For the medical-dental collaboration, the Y value of item response curve of participated in NST and dental rounds at the hospital against −4 was 0.2 and it continues to more than 0 value of X value. It indicated that there may be some dental clinics that only to attend the round. The intercept of item response curves was less than 0.4. It indicated that 40% of average levels for medical-dental collaboration tried no approach.

In Iwate prefecture, which has the second largest area in Japanese prefecture, the regional difference in the supply of medical and dental services mainly derived from the difference of medical resources. The number of regional core hospital in Iwate prefecture is 20 hospitals and 6 medical centers, which is highest in Japan. However, there is a large difference in their scales.

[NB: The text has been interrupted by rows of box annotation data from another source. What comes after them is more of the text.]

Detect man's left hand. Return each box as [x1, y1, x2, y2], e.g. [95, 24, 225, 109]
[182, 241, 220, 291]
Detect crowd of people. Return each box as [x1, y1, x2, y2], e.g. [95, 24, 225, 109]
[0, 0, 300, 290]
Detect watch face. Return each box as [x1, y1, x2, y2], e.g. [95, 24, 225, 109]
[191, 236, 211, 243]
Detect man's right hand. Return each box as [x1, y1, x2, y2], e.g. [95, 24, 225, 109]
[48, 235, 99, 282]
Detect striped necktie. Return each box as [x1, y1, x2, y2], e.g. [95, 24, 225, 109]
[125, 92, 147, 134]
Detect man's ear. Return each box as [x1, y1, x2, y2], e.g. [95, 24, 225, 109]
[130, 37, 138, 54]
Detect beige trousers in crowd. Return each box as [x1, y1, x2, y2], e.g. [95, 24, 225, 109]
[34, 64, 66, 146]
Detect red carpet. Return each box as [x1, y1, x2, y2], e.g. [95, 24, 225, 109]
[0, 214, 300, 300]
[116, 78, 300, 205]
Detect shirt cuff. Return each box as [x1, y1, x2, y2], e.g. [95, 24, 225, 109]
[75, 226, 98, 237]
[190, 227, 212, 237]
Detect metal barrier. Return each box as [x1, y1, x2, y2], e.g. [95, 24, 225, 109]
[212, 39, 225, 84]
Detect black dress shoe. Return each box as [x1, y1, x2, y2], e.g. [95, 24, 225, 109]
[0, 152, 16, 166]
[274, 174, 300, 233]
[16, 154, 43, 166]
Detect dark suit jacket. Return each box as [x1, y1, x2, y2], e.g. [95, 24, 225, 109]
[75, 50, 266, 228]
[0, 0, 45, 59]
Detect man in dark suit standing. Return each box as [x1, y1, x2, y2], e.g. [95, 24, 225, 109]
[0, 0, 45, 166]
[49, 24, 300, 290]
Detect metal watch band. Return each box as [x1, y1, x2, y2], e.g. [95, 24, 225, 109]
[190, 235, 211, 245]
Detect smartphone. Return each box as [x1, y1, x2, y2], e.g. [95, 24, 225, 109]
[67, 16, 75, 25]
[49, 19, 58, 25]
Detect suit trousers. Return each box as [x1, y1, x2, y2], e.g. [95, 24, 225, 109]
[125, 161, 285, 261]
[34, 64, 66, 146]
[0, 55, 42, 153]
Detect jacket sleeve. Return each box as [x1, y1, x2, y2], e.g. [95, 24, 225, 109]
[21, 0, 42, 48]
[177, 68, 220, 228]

The differences were derived from the unbalance of human resources. It resulted in the number of the medical department in the hospital and with or without regional collaboration center. For the supply of dental services, the services supplied varied between the dental clinics. Therefore, the dentist who participates in the medical-dental collaboration is fixed. However, according to the Interim report of Health Plan 21 Iwate, the major problem is the number of dentists is unbalanced between the areas.

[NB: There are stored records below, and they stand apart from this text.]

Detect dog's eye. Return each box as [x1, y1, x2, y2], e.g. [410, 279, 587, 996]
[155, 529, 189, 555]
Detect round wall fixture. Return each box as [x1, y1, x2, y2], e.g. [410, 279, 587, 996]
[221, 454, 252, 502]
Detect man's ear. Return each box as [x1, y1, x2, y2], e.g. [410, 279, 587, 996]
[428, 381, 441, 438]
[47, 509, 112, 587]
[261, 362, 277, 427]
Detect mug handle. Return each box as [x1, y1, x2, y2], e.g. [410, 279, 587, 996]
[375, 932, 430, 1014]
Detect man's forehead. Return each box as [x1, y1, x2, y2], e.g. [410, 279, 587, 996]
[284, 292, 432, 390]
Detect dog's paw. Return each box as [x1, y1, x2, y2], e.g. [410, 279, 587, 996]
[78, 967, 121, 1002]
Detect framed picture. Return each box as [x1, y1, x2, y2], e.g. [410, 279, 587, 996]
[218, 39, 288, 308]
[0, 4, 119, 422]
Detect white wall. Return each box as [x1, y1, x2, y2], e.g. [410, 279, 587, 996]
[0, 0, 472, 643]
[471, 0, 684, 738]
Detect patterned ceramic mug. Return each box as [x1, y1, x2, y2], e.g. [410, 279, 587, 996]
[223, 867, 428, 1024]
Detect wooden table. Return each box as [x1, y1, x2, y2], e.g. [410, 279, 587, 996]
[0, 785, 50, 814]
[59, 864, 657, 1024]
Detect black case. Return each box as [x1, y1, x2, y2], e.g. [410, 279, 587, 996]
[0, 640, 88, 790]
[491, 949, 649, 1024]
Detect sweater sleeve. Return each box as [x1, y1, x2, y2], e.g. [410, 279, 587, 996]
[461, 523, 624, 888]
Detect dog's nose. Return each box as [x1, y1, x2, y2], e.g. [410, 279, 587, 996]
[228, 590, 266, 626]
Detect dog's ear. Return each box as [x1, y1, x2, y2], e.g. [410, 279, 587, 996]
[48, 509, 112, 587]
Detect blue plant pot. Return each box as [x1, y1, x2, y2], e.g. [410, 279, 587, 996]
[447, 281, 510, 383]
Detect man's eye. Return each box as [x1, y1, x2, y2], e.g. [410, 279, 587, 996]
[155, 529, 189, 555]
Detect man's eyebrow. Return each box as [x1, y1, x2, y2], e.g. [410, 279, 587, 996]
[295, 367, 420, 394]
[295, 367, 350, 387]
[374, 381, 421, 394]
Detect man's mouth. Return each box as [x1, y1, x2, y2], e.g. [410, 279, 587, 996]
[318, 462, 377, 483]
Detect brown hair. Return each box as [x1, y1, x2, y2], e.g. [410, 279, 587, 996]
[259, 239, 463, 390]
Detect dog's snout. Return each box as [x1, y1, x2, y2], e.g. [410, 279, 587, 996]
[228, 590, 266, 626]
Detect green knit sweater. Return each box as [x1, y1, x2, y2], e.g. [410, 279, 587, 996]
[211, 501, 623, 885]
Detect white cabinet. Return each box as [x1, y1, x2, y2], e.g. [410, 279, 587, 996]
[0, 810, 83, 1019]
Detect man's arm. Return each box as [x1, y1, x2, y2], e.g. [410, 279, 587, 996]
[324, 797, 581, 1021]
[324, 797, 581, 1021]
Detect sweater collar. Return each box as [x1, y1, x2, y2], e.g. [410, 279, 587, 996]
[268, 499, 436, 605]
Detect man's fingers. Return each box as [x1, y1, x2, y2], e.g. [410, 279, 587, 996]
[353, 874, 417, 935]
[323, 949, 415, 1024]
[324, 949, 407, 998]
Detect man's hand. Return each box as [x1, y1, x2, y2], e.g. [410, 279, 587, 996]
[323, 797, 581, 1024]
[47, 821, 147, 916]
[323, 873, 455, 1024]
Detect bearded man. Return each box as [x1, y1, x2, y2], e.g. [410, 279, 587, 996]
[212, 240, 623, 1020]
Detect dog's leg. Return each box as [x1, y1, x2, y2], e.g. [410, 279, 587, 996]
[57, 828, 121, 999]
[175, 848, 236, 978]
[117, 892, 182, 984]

For the areas that without dental department in regional core hospital, dental clinics need close collaboration with regional core hospital. There are three types of collaborations: dentist participates in the NST, visiting dental treatment and oral care for the inpatients in the hospital, and dental treatment and oral care before and after hospitalization. For the participation in NST, the dentist needs to understand the nursing and nutrition by on-the-job training. Training of the dentist is important to participate in the team approach. For visiting dental treatment and oral care for the inpatients, calibration between dentists is important. In some cases, the dentist needs to care of the patients after hospitalization. The dentist needs collaboration concerning the whole health control. For dental treatment and oral care before and after hospitalization, to control the team approach is important. Dentist needs collaboration with not an only the hospital but also the family of the patients. In addition, if the nursing care is necessary at home, collaboration with visiting nurse and care manager is also necessary. To establish the system including education and training of the dentist may be one of the resolutions of the regional difference.

Dental care for patients with palliative care was advanced in two branches. There may be two major reasons for advancement. One is the medical doctors’ understanding of the importance of dental care for patients with palliative care. The hospital that the medical doctor who understands the importance of dental care, dentist participates in the NST and visiting dental treatment and oral care for the inpatients in the hospital were already implemented. According to the Interim report of Health Plan 21 Iwate, another reason was that there were some areas that the regional core hospital did not set the palliative care ward. Moreover, in the regional core hospital that newly set the palliative care ward, the medical doctor often lacks the understanding of dental care for the patients need palliative care. It led to the basic concept of the home dentist. To provide the information for medical doctor may be one of the resolutions for the dissemination of dental treatment and oral care for the patients under palliative care.

In conclusion, there were the regional differences in the supply of the medical-dental and hospital-clinic collaboration service in Iwate prefecture. Providing information for the members of team approach may be one of the resolutions for the regional difference.

Acknowledgment

This work was supported by the annual fund of Iwate Dental Association.

Conflict of Interest

The authors declare no conflict of interest exists.